4. Paying for services
Adequate funding for health is important to manage the excess demands on the health system. This section considers how countries are PAYING FOR COVID-19 SERVICES. Health financing describes how much is spent on health and the distribution of health spending across different service areas. The section also describes who is covered for COVID-19 testing and treatment, whether there are any notable gaps (in population coverage and service coverage), and how much people pay (if at all) for those services out-of-pocket.
4.1 Health financing
The government has approved a program for COVID-19 relief to support hospitals and HPs which will cost millions of shekels and has already transferred some of the funds to hospitals to help them procure medicines and equipment. In a second stage, the plan is to have the Ministry of Finance (MoF) provide special funding to the health plans, according to how many of their members have been diagnosed with COVID-19.
Currently, the funds used to diagnose and treat COVID-19 come from HP’s savings from their usual budget due to a large reduction in other services which have been put on hold (such as elective procedures and outpatient care).

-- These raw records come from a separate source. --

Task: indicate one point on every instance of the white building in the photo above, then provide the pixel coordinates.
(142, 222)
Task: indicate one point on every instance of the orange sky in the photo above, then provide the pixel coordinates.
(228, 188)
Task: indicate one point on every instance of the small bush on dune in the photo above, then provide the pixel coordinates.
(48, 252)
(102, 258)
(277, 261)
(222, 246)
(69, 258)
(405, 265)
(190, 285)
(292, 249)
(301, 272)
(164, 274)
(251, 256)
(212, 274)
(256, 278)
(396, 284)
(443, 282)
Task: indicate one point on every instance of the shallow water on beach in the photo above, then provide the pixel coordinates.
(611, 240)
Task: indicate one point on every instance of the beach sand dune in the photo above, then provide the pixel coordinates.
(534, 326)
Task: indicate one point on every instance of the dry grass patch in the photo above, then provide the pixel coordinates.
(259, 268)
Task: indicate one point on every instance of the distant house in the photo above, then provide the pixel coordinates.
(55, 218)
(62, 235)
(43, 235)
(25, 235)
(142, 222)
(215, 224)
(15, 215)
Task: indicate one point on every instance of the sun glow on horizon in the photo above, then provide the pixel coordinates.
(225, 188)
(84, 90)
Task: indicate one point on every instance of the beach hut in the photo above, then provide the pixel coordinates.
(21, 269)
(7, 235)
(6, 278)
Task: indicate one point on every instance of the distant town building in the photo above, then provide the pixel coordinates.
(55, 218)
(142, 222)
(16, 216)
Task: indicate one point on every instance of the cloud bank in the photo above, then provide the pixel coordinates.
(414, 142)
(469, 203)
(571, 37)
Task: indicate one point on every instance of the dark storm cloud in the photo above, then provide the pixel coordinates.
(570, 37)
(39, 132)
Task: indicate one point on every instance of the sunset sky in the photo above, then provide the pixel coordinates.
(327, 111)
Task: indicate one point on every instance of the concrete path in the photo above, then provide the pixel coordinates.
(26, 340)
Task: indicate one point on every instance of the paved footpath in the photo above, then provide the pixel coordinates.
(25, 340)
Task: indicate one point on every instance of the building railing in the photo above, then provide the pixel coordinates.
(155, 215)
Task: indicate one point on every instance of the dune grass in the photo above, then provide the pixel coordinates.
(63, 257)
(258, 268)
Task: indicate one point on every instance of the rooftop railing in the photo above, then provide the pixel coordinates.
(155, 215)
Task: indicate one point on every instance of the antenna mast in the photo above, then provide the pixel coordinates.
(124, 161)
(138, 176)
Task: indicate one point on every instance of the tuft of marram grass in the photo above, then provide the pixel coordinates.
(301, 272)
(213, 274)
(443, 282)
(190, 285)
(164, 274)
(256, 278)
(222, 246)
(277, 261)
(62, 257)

HPs are paying hospitals for the care of COVID-19 patients on a per-diem basis, as is the case with any other patient in internal medical wards. The regular tariffs apply: the tariff for ICU care is higher than the tariff for internal medicine (IM) wards, and the tariff of the first three days in IM is higher than the tariff for day 4 and beyond. The MoH produced and purchased some ventilators from its own funds and has allocated them among the hospitals.
It is too early to be able to observe the changes in the distribution of healthcare spending, and so it is difficult to know if hospital inpatient care spending will change. While activity levels in medical and ICU wards have increased substantially, all elective procedures for patients in surgical wards have been put on hold. There might be shifts of spending from outpatient to inpatient care, although outpatient visits via online consultations are being paid as regular visits.

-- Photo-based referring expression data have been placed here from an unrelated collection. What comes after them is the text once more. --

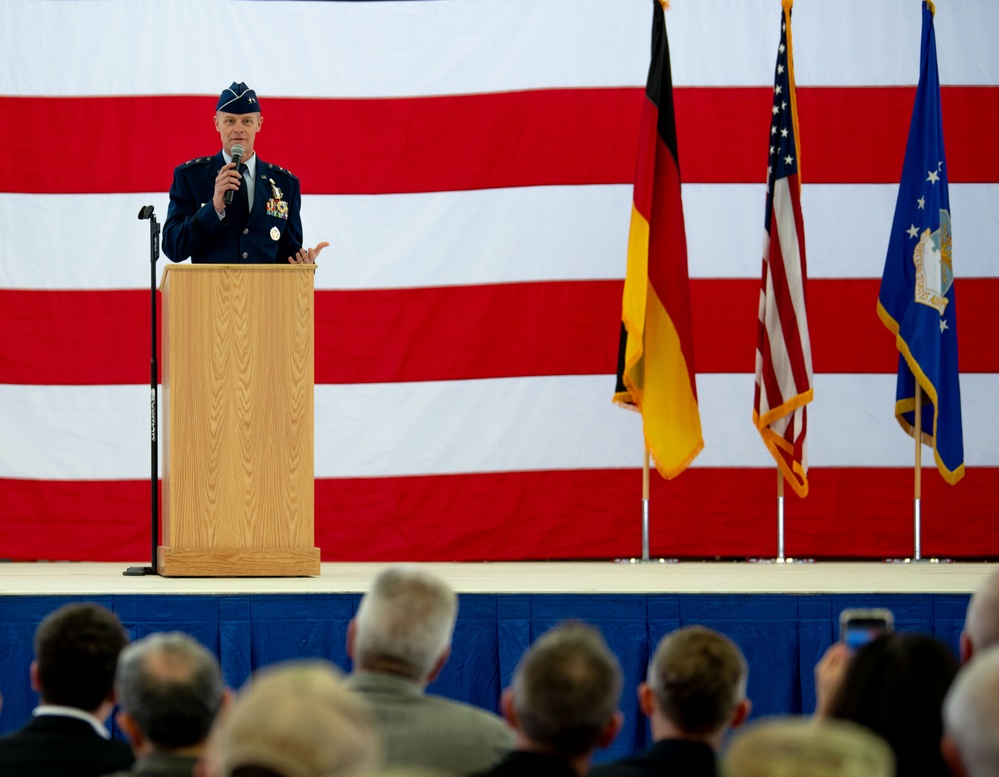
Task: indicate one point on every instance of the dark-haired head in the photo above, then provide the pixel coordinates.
(895, 686)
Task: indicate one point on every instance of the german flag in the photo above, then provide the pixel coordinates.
(656, 358)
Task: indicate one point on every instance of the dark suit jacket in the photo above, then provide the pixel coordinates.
(666, 758)
(270, 233)
(521, 763)
(57, 746)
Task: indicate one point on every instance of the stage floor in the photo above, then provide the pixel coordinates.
(601, 577)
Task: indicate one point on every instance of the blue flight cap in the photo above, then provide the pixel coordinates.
(238, 98)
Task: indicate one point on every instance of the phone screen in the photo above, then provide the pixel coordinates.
(860, 631)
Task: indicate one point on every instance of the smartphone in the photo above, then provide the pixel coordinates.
(858, 627)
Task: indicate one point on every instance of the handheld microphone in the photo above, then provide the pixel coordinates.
(237, 157)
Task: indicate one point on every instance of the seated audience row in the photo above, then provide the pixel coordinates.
(896, 706)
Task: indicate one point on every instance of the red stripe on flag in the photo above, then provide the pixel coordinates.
(451, 333)
(849, 513)
(422, 144)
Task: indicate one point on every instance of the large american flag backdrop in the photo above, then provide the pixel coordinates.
(471, 163)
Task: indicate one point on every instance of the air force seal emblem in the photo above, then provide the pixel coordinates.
(934, 265)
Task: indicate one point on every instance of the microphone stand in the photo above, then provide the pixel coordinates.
(146, 212)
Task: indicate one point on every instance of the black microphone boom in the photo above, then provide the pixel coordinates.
(237, 157)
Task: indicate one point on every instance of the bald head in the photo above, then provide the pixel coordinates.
(981, 625)
(971, 718)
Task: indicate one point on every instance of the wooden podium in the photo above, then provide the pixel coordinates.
(238, 434)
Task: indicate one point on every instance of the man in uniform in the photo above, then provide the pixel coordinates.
(261, 224)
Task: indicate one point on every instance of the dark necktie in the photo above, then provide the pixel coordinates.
(244, 190)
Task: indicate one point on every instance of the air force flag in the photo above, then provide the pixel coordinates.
(917, 300)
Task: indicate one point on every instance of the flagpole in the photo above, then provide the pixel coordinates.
(780, 517)
(645, 504)
(918, 486)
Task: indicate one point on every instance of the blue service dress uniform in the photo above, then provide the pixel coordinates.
(270, 233)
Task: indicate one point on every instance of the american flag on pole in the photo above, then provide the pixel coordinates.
(783, 352)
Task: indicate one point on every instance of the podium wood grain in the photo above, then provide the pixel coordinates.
(238, 387)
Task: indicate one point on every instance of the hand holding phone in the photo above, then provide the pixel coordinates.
(858, 627)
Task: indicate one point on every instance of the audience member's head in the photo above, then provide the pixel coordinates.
(798, 747)
(971, 718)
(981, 624)
(295, 720)
(169, 688)
(696, 687)
(76, 651)
(895, 686)
(404, 625)
(565, 693)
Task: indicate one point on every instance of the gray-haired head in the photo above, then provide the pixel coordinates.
(698, 677)
(296, 719)
(566, 689)
(800, 747)
(981, 624)
(171, 686)
(971, 715)
(404, 623)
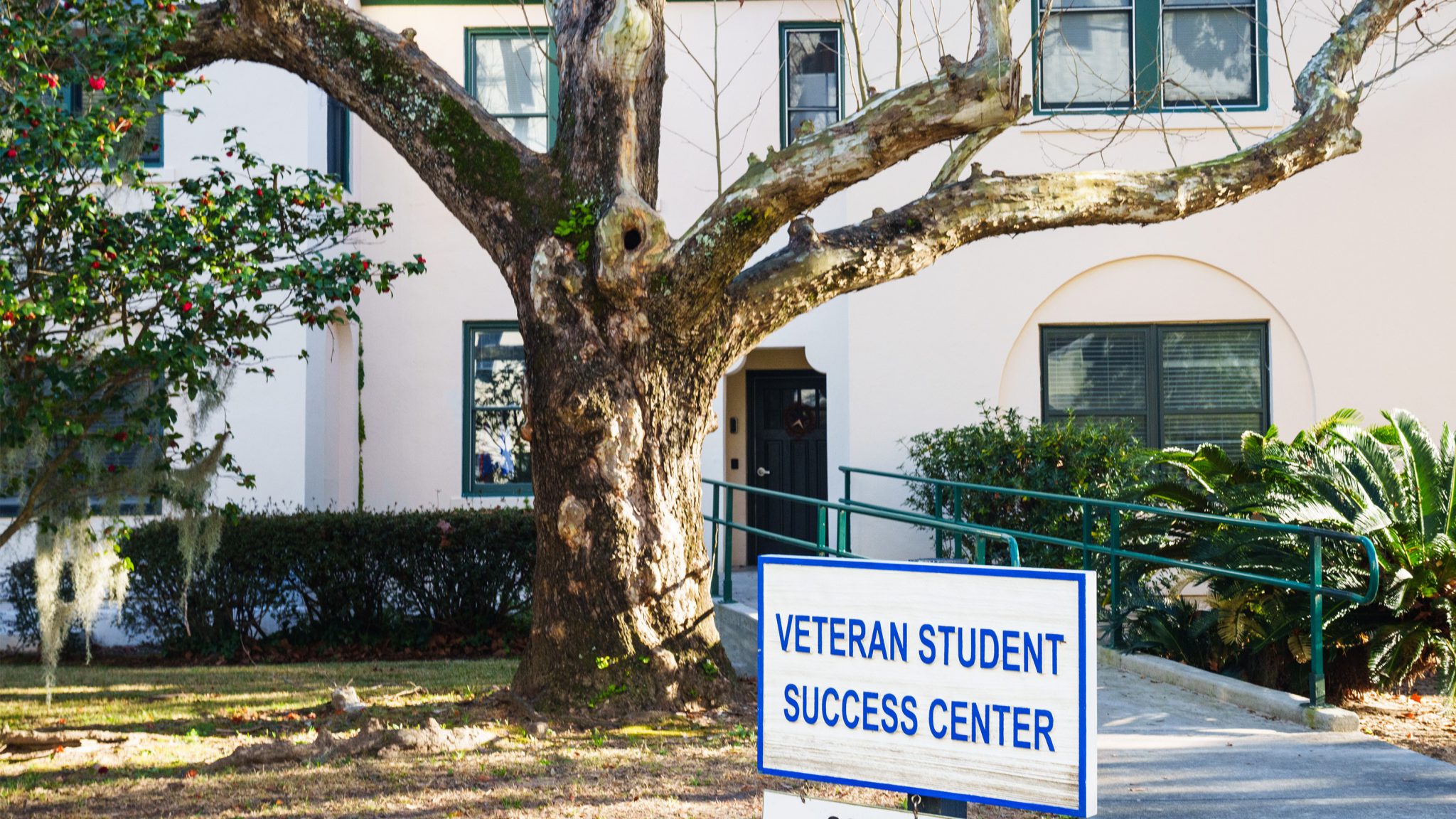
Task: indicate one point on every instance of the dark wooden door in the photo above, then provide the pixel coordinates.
(786, 454)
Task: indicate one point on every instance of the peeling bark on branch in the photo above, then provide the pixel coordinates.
(629, 331)
(909, 240)
(980, 97)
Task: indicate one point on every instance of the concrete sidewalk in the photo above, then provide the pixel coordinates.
(1164, 751)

Private hospitals do not have internal medicine wards or emergency care. They are not performing elective procedures, for the time being, because patients refrain from going to public spaces. There is a plan to lend ventilators from private hospitals to public hospitals.
28.4.20 – health system funding for the foreseeable future:
Israel has been without a functioning elected government for the past year, hence no budget proposal has been approved for 2020 (instead, the budget is based on the 2019budget). This poses difficulties in planning for the long term. There has been an injection of 1 Billion NIS for the health system to cope with the pandemic, mainly for hiring more personnel, buying pharmaceuticals and personal protective equipment (https://www.calcalist.co.il/local/articles/0,7340,L-3800371,00.html).

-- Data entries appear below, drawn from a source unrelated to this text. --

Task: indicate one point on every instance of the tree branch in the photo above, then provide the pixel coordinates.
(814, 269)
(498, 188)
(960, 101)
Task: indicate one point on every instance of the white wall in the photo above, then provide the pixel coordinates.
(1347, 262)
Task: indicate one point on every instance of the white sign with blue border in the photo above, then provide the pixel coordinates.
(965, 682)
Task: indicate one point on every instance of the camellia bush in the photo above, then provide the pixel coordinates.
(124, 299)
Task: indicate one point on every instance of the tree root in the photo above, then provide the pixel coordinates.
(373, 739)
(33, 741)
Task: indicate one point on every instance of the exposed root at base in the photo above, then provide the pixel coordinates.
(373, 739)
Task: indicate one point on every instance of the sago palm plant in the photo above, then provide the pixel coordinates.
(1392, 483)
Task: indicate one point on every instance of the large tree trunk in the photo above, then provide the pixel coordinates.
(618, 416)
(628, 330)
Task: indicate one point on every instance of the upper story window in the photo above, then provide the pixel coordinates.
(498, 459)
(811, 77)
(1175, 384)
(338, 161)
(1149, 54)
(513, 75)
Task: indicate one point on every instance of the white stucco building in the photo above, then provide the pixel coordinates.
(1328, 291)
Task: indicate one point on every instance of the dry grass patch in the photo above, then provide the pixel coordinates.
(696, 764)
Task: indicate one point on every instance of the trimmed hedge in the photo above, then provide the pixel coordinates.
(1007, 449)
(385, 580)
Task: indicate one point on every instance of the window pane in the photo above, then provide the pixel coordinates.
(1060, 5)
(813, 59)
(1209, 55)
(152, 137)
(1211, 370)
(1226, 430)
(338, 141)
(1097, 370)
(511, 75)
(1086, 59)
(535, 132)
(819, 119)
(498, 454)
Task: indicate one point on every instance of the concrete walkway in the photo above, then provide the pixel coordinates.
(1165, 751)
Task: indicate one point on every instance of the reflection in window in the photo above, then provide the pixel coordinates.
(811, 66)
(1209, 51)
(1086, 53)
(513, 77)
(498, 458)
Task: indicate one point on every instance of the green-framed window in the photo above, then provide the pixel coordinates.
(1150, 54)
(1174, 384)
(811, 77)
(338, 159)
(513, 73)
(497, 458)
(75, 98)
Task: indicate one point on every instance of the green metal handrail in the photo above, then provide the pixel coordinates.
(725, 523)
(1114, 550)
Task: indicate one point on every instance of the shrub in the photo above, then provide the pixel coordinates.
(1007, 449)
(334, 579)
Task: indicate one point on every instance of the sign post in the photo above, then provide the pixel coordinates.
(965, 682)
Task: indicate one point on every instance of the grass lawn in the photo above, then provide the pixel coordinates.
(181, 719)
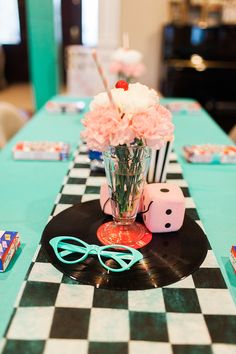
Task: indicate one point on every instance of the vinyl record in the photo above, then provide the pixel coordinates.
(168, 258)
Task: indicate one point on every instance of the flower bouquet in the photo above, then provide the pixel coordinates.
(124, 124)
(127, 64)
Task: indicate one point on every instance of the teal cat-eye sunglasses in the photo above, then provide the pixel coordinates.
(120, 257)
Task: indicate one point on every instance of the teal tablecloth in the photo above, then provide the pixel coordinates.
(28, 190)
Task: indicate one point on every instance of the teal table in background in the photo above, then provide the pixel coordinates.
(28, 190)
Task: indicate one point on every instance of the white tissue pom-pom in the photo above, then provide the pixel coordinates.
(137, 98)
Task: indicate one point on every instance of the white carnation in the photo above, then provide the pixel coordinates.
(137, 98)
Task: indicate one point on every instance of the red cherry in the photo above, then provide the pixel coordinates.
(122, 84)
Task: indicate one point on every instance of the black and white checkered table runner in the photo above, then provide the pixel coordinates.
(54, 314)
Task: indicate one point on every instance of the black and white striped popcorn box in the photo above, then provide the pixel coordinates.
(158, 164)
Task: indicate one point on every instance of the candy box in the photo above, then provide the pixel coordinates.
(210, 153)
(41, 150)
(9, 243)
(233, 257)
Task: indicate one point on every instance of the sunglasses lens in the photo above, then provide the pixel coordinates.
(71, 250)
(116, 258)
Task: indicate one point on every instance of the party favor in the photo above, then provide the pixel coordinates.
(9, 243)
(210, 153)
(41, 150)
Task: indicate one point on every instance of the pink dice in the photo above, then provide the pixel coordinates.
(167, 208)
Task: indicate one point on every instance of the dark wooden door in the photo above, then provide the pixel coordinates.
(16, 55)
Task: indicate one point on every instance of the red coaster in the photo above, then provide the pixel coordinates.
(135, 235)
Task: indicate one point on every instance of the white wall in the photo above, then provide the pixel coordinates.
(143, 20)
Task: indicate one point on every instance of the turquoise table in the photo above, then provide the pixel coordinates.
(28, 190)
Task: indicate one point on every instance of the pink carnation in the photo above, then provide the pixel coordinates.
(139, 117)
(154, 125)
(105, 127)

April, 15th 2020: New payment tariffs and regulation for treatment of COVID-19 patients in hospitals
Since the beginning of the pandemic, the Ministry of Health has not changed the payment method for hospitals treating COVID-19 patients, but has revised the tariffs and procedure-related group (PRG) codes for certain services and visits to providers. PRGs are similar to DRGs, but classify patients based on the main treatment they undergo instead of the diagnosis.
Special COVID-19 wards were built in general hospitals during the first wave of the pandemic (between March and April, 2020). On April, 15th a new (special) per-diem payment code was set for COVID-19 patients. The COVID-19 PD tariff includes inpatient hospitalizations at COVID-19 special wards in geriatric and general hospitals, for patients tested positive for COVID-19 in moderate, severe conditions or ventilated. The tariff is higher than the regular PD tariffs of internal medicine wards, but lower than the ICU wards tariff. Moreover, the tariff is the same for any period of hospitalization (different from other PD tariffs, that are lower from the 4th day and over). The tariff was applied retrospectively for all COVID-19 patients, including those treated before the creation of the new tariff.
The new COVID-19 PD code is excluded from the capping mechanism, i.e. there is no upper limit to number of treated patients or length of hospitalization. However, the lower cap still applies, meaning that hospitals have 95% of 2019’s income secured for 2020.
New PRG codes were created for virtual services both in- and out-patient visits (in hospitals and in the community), to be used temporarily during the pandemic. Virtual services include phone and video calls and were priced identically as physical encounters (despite some arguments that these encounters are shorter and do not involve use of medical equipment). For psychotherapy and allied medical professions, a minimum duration of the encounter was determined, identical to that of physical encounters.
In addition, the Ministry of Health provides personal protection equipment (PPE) to hospitals at no cost.